In schizophrenia, MDs should target pot use: study
Smoking pot may be linked to worsening schizophrenia, according to a new study.
Researchers say the results also suggest that among those likely to develop the disease, those who use marijuana may get the disease earlier in life than those who don’t.
The findings don’t prove that smoking marijuana causes schizophrenia, and the study only looked at people who already had the disease. But, “smoking marijuana may have hastened whatever process was going to happen anyway,” Daniel Foti, a PhD student at Stony Brook University on New York’s Long Island and the lead author on the study, told Reuters Health.
Patients suffering from schizophrenia - about one percent of the population - often hear or see things that don’t exist, or are convinced others are out to get them. Previous research has shown that people who smoke marijuana may be more likely to develop schizophrenia than people who don’t use drugs.
This study suggests that doctors treating schizophrenia should make marijuana use one focus of their treatment, the authors write.
The researchers followed 229 patients with schizophrenia for ten years after they were first admitted to a psychiatric hospital. They compared the patients’ use of marijuana - both recently and over their lifetimes - with how old they were when their symptoms started and how severe those symptoms currently were. The study was published online May 17 in the American Journal of Psychiatry.

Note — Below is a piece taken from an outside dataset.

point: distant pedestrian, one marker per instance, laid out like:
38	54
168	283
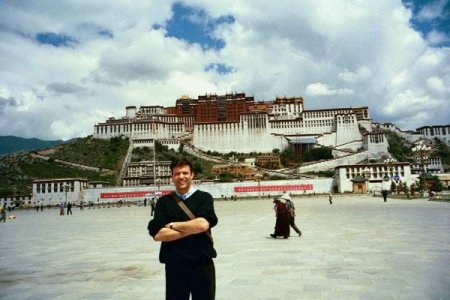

Close to two-thirds of the patients had smoked marijuana at some time in their lives. Patients who had used marijuana before being hospitalized for schizophrenia had worse symptoms of psychosis than patients who hadn’t at the time they were admitted. They were also admitted at a younger age.
Researchers also found that changes in how much marijuana a patient smoked were linked with how bad that patient’s psychotic symptoms were. The link worked in both directions: patients whose symptoms had recently gotten worse reported smoking more marijuana the next time they were interviewed, and patients who started smoking more then began having worse symptoms.
Patients whose symptoms had recently gotten better generally reported smoking less marijuana at their next interview.
“There is a large and accumulating body of evidence that cannabis use and abuse can trigger the onset of psychosis,” Dr. Dolores Malaspina, a psychiatrist at New York University who was not involved in the research, told Reuters Health in an email. This may be particularly true in teenagers, whose brains are still maturing, she said.
“This study and other research shows that cannabis abuse in the early illness can also have a lasting effect on the course of the psychiatric disorder, even when people become drug-free.”
It’s hard to know what might cause the link between marijuana use and schizophrenia symptoms, Dr. Stephen Eggan, a neuroscientist at the University of Pittsburgh, told Reuters Health. “At this point it’s too early to say exactly what’s happening,” he said.
Still, Foti and his colleagues report that the link could nonetheless help certain people with schizophrenia - that by encouraging them to stop smoking marijuana, doctors might be able to help patients improve their symptoms.
The patients with the most severe symptoms, Foti said, “may be the ones that might highly benefit from intervention with drug use specifically.” If the aim is limiting psychotic symptoms, he said, “it seems that reducing or stopping marijuana use may be one avenue towards that.”